Authorities Charge Cryptocurrency Operators With Massive Fraud

   2019-03-08 21:03

U.S. prosecutors and law enforcement officers in New York on Friday announced that they had filed criminal charges against the leaders of a pyramid scheme that sold “fraudulent cryptocurrency” to unsuspecting investors.

Authorities from the Southern District of New York and the New York District Attorney, the investigative arm of the IRS and the FBI said that OneCoin founders Konstantin Ignatov and his older sister Ruja Ignatova stole billions of dollars from consumers through “a multi-level marketing network” they launched in 2014.



The 33-year-old Ignatov, who was arrested at Los Angeles International Airport on March 6, faces a wire fraud conspiracy charge. The 38-year-old Ignatova, who has been at large since disappearing from public view in October 2017, faces wire fraud, securities fraud and conspiracy to commit money laundering. Each charge carries a maximum 20-year sentence.

“As alleged, these defendants created a multibillion-dollar ‘cryptocurrency’ company based completely on lies and deceit,” Manhattan U.S. Attorney Geoffrey S. Berman said in a statement. “They promised big returns and minimal risk, but, as alleged, this business was a pyramid scheme based on smoke and mirrors more than zeroes and ones. Investors were victimized while the defendants got rich.”

Cryptocurrency has been slowing making its way into the mainstream, but has also been dogged by concerns about its misuse and vulnerability. Yet Rafael Yakobi, a partner at the Crypto Lawyers group, a San Diego-based law firm, said that while he was “impressed by the size of the conspiracy,” the indictment was an isolated event that wasn’t representative of legitimate coin offerings or the wider crypto industry.

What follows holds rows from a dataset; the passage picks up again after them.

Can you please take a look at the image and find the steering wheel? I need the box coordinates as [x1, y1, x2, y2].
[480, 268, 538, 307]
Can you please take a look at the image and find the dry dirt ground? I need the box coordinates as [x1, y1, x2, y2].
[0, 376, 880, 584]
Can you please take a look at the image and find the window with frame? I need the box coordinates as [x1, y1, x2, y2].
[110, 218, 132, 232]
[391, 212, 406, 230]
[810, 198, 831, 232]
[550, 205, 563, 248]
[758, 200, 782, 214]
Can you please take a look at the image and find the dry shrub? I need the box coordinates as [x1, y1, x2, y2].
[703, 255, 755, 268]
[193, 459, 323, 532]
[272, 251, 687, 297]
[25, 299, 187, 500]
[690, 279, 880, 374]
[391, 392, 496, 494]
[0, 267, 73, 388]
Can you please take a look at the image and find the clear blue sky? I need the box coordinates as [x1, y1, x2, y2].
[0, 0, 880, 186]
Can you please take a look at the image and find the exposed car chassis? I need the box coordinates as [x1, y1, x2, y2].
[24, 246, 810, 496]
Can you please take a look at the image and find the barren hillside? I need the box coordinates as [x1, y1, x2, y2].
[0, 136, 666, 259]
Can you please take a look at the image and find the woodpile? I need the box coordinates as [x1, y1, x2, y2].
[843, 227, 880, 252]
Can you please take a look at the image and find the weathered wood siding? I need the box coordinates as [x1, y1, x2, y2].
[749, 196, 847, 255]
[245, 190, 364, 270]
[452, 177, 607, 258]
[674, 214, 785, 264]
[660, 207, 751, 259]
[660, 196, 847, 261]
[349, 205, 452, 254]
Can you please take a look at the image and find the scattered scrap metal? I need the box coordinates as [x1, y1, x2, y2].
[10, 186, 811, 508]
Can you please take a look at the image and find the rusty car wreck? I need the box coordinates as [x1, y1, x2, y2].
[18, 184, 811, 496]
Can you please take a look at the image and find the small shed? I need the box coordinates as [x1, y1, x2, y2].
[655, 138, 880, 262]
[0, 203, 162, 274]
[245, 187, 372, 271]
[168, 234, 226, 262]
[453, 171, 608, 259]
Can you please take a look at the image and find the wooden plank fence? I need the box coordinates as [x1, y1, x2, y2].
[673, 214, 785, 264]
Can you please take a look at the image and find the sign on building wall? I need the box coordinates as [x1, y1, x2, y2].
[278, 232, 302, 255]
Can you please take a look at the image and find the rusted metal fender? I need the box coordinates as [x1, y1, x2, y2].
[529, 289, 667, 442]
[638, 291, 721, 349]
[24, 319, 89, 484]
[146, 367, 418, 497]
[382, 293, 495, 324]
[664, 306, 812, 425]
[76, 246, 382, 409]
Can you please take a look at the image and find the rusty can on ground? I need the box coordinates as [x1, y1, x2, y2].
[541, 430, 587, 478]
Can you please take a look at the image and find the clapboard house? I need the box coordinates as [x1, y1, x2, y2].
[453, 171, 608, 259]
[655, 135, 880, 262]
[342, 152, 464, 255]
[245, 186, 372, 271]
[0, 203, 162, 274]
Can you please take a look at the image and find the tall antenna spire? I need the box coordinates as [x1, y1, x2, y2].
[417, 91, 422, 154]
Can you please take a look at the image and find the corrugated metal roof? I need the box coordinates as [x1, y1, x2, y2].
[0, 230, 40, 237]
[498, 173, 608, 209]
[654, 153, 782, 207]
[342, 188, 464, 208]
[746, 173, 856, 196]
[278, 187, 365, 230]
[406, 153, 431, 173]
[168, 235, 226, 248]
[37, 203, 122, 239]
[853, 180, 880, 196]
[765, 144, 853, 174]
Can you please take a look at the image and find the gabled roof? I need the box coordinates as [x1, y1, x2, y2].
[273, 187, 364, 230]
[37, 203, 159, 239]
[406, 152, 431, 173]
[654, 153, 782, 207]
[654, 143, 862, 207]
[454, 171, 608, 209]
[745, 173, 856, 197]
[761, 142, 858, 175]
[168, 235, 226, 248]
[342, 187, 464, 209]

“Legitimately decentralized cryptocurrencies are not susceptible to these types of schemes because if sufficiently decentralized, no individual can collect the money and run away with it,” Yakobi said.

He added that investors should treat cryptocurrency with the same care as other investments. “Investors have to be responsible for their decisions,” Yakobi said.

According to the indictment, OneCoin members recruited others to purchase cryptocurrency packages. The structure enabled OneCoin to develop a huge network that may have totaled more than three million members.

Bulgaria-based OneCoin claimed that it mined cryptocurrency using servers that the company operated and that the value of OneCoin was based on market supply and demand. OneCoin was worth less than a dollar, but as of January 2019, OneCoin had a value of over $30. But investigators said that OneCoin itself determined the value of a token and that it did no cryptocurrency mining.

Cryptocurrency mining is a process by which individuals use special software to solve math problems and record cryptocurrency transactions on a virtual ledger. These so-called cryptocurrency miners earn tokens for their efforts.

Investigators say that Ignatova created OneCoin, which continues to operate, to defraud investors.

Investigators found that between the fourth quarter of 2014 and the third quarter of 2016 alone, OneCoin Ltd. generated approximately $4 billion in sales revenue and earned “profits” of over $2.5 billion.

“This is an old scam with a virtual twist,” IRS Special Agent in Charge John R. Tafur said in the press release. “As alleged in court documents, the cryptocurrency OneCoin was established for the sole purpose of defrauding investors. Ignatov and Ignatova allegedly convinced victims to invest in OneCoin based on complete lies about the virtual currency.”

A third defendant, Mark S. Scott, also faces a money laundering charge related to the scheme. Scott, who is a former partner in a U.S. law firm, is accused of laundering more than $400 million through purported investment funds that had bank accounts at financial services firms in several countries, including the Cayman Islands and the Republic of Ireland.